On Nov. 3, Marine Corps Lance Cpl. Brian A. Medina talked by phone from Iraq to his father, Gregory, in Virginia, telling him that up to then, his platoon had suffered no casualties.
But on Friday, Gregory Medina said, he had a bad feeling, and just before he went to sleep that night came the knock on the door at his home in the Woodbridge area.
Cpl. Medina, 20, who had been in Iraq since September, had been killed that day in Al Anbar province. He was the second Marine from the Washington region to die there that day. Also killed, according to the Pentagon, was Lance Cpl. David M. Branning, 21, who listed Cockeysville, Md., as his home of record.
Both were in the 1st Battalion of the 3rd Marine Regiment, which is part of the 3rd Marine Division. The division is in the 3rd Marine Expeditionary Force, which is stationed at the Marine Corps Base in Hawaii.
Al Anbar province includes Fallujah, where Marines and Army troops launched a major assault a week ago aimed at driving out insurgents who have made a stronghold there.
At least 38 members of the U.S. military and six Iraqi soldiers have died since the assault began. Three of the Americans were noncombat fatalities. The number of wounded Americans was reported yesterday at 275.
Gregory Medina, who retired after a career as a Navy Seabee, said he believed that his son, a graduate of Gar-Field Senior High School, joined the Marines in 2001 "because of 9/11," the terror attacks launched by Osama bin Laden's network.
But many members of his family either have served or are serving in the military, and Gregory Medina suspected that his oldest son always wanted to join up.
"He adapted very well to the Marine Corps," Gregory Medina said. "They taught him a lot, and he grew up a lot." There was a good chance, he said, that his son would have made it a career.
Brian Medina's mother, Lolita Converse, lives in Newport News, Va., with one of Brian's two sisters. He also had two brothers.
"We all support the Marines," the father said. "We are praying for the men."
In his calls home, Brian Medina said the Marines "belong there. There's nobody there who wants to go home," Gregory Medina told the Potomac News.

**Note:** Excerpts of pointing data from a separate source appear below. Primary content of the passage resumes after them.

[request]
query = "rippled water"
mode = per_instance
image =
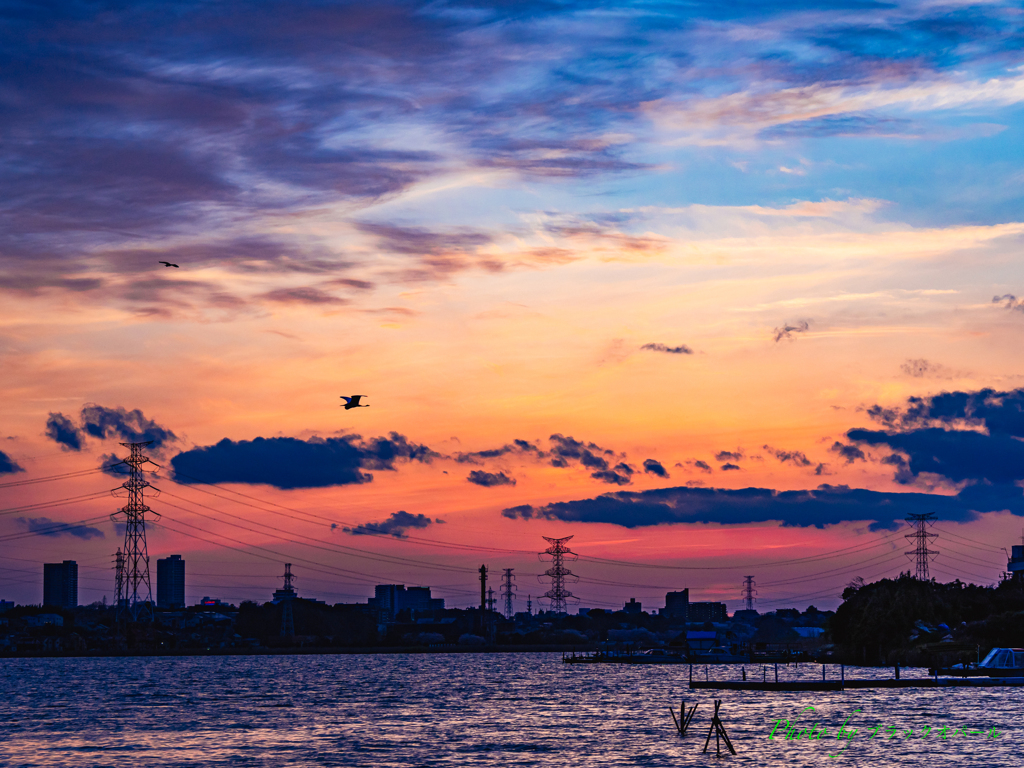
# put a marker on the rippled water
(461, 710)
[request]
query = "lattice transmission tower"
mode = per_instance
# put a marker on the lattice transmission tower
(119, 580)
(922, 553)
(749, 593)
(135, 601)
(285, 597)
(558, 595)
(508, 592)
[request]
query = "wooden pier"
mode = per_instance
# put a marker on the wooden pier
(805, 685)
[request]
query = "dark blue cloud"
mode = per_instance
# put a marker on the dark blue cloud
(956, 455)
(828, 505)
(133, 122)
(291, 463)
(62, 430)
(46, 526)
(849, 453)
(489, 479)
(681, 349)
(589, 455)
(397, 525)
(129, 426)
(8, 465)
(653, 467)
(107, 423)
(517, 445)
(986, 448)
(797, 458)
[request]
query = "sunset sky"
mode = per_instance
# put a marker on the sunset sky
(717, 289)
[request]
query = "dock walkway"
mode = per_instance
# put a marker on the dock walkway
(804, 685)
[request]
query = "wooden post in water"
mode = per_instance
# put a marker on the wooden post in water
(716, 725)
(683, 721)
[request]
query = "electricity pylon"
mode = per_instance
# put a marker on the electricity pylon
(558, 573)
(137, 596)
(508, 593)
(922, 553)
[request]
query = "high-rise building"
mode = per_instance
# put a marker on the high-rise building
(389, 599)
(60, 584)
(677, 604)
(171, 583)
(708, 612)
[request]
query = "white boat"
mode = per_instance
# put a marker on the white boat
(998, 663)
(717, 655)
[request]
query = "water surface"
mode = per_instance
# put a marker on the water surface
(465, 710)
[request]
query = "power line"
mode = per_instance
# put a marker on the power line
(335, 548)
(776, 563)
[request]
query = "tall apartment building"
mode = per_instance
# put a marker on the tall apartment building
(171, 583)
(677, 604)
(60, 584)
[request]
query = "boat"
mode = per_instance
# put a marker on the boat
(998, 663)
(717, 655)
(651, 655)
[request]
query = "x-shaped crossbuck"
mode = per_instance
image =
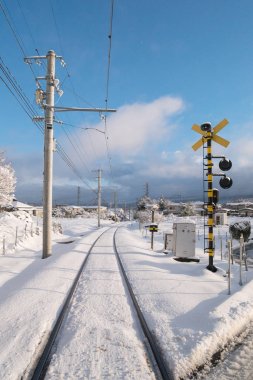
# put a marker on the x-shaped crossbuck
(214, 137)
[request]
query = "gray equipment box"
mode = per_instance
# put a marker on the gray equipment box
(184, 238)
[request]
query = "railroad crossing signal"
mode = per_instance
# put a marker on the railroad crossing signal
(209, 134)
(204, 131)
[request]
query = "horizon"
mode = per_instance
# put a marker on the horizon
(164, 76)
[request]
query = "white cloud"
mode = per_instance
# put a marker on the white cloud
(132, 128)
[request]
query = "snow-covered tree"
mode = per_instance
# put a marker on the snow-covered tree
(143, 202)
(163, 204)
(7, 182)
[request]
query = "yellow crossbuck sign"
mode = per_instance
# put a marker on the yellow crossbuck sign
(215, 130)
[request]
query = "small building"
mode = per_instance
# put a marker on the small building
(184, 238)
(220, 218)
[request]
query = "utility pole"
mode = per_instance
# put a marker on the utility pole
(78, 195)
(48, 156)
(50, 108)
(115, 204)
(152, 232)
(146, 189)
(99, 194)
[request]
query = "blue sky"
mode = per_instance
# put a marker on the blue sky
(173, 64)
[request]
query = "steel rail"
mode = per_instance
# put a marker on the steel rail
(164, 370)
(41, 366)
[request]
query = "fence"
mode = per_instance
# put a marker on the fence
(18, 234)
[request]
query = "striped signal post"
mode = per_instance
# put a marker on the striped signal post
(209, 134)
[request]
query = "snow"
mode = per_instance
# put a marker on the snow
(187, 306)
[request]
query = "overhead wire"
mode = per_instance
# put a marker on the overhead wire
(15, 89)
(16, 35)
(19, 94)
(107, 84)
(76, 143)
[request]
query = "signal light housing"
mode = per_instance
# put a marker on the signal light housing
(225, 165)
(226, 182)
(215, 196)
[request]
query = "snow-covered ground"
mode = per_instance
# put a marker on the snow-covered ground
(188, 307)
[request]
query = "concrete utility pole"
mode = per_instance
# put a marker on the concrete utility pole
(99, 194)
(146, 189)
(48, 156)
(152, 232)
(115, 204)
(78, 195)
(50, 108)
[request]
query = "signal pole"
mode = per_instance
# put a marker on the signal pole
(48, 156)
(209, 134)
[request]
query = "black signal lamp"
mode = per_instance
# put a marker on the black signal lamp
(225, 164)
(226, 182)
(215, 196)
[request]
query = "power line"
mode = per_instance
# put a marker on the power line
(109, 54)
(14, 32)
(19, 95)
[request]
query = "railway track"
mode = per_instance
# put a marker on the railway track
(155, 358)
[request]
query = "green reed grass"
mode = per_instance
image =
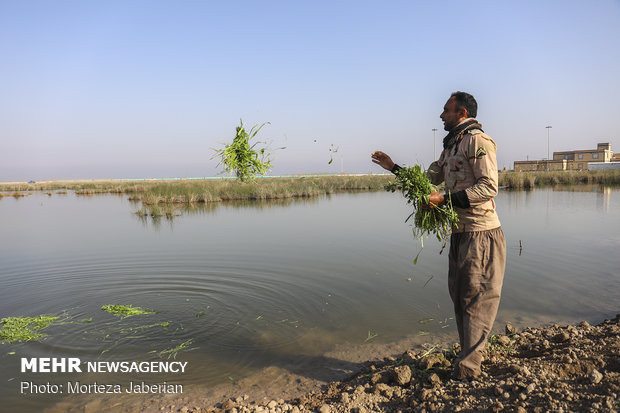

Relatives of Branning's described him as a graduate of Baltimore County's Dulaney High School who loved cooking and drawing and was led to join the Marines at least in part by his curiosity, according to the Associated Press.
"He wanted to see things, to find out about the world beyond Baltimore," according to his stepmother, Tia Steele, the Associated Press said.
"We're very sad," Megan Branning, a cousin of Branning's, told the Associated Press yesterday. "The war in Iraq has hit close to home in our family."
David L. Branning of Annapolis, Branning's second cousin, told the Associated Press that he spoke to the Marine's father, Daniel Branning, this weekend. Two Marines had visited him at his home in Albuquerque to give him the news.
"When you lose your 21-year-old son, your only son, I don't think he expected that to happen," David L. Branning said. "So when I talked to him, he was pretty devastated."
The family hopes to hold a memorial for Branning in Maryland early next month, he said.